There was a flurry of interest when Qantas announced its fleet of A380s was going into the deep freezer for the duration of the travel downturn. The airline has 12 A380s and was halfway through an extensive refurbishment of them when the decision was made to put them in storage.
The A380s are off for a sojourn in the Mojave desert. The Qantas CEO, Alan Joyce has confirmed this, saying;
“The aircraft are being put into the Mojave desert because it’s better for them to be sitting there. The environment protects the aircraft a lot more, and we have the intention, at the right time, to activate them.”
The Qantas A380s are scattered far and wide
But they aren’t there yet. Right now, the Qantas A380s are scattered far and wide. With a bit of sleuthing, we’ve run down the current locations of each of the 12 A380s.
Three of the A380s are parked in Sydney, and three are in Melbourne. While Melbourne isn’t the A380’s home base, it is a more spacious airport with more room to park planes. There are three A380s in Los Angeles. The refurbishments were taking place in both Dresden and Abu Dhabi. Qantas has left two A380s hanging around Dresden and one parked at Abu Dhabi.
The three A380s in Sydney are VH-OQA Nancy-Bird Walton, VH-OQC Paul McGinness, and VH-OQL Phyllis Arnott. VH-OQC last flew on April 1, operating as QF6018 from Melbourne. Both VH-OQA and VH-OQL flew in from Darwin on March 28 and 27, respectively. These flights would have been the tail end of the short but interesting London-Darwin-Sydney QF2 flights.
Sitting out a chilly Melbourne winter are VH-OQE Lawrence Hargrave, VH-OQH Reginald Ansett, and VH-OQK John Duigan / Reginald Duigan. VH-OQE flew in from Los Angeles on March 22, operating as QF94. VH-OQK made a ferry flight from Sydney on April 2, operating as QF6004. VH-OQH made the same flight a few days earlier.

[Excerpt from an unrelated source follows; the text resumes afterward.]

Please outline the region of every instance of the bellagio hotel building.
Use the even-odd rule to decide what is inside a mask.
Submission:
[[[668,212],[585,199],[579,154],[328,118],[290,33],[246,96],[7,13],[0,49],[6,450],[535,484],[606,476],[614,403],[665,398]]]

Three Qantas A380s are in Los Angeles
Several Qantas A380s are parked at LAX. These include VH-OQB Hudson Fysh, VH-OQF Charles Kingsford Smith, and VH-OQJ Bert Hinkler. VH-OQF was ferried over from Sydney on March 26, operating as QF6001. VH-OQJ flew the same route two days earlier, touching down into Los Angeles on March 24. When VH-OQB arrived in Los Angeles, we cannot work out, but we do know it has been there since at least mid-March.
The two A380s in Dresden are VH-OQG Charles Ulm and VH-OQI David Warren. VH-OQG has been in Germany since early February, flying in from Singapore as QF6019 on February 2. VH-OQI flew into Dresden on March 23 from Sydney, operating as QF6017. As noted, Dresden was one of two locations where the A380s were getting refurbished. That process was taking about eight weeks per plane and now seems like money ill-spent.
VH-OQD Fergus McMaster flew into Abu Dhabi from Heathrow on March 7 as QF6007. Abu Dhabi was the second spot Qantas was using to refurbish the planes.
Ultimately, the planes will end up in the Mojave desert storage facility. The interesting point is how many A380s Qantas will bring back into service. Not many people think it will be 12. Most pundits reckon the six refurbished A380s might get a second chance, but the others will be put out to pasture. Another nail in the coffin for the Airbus A380?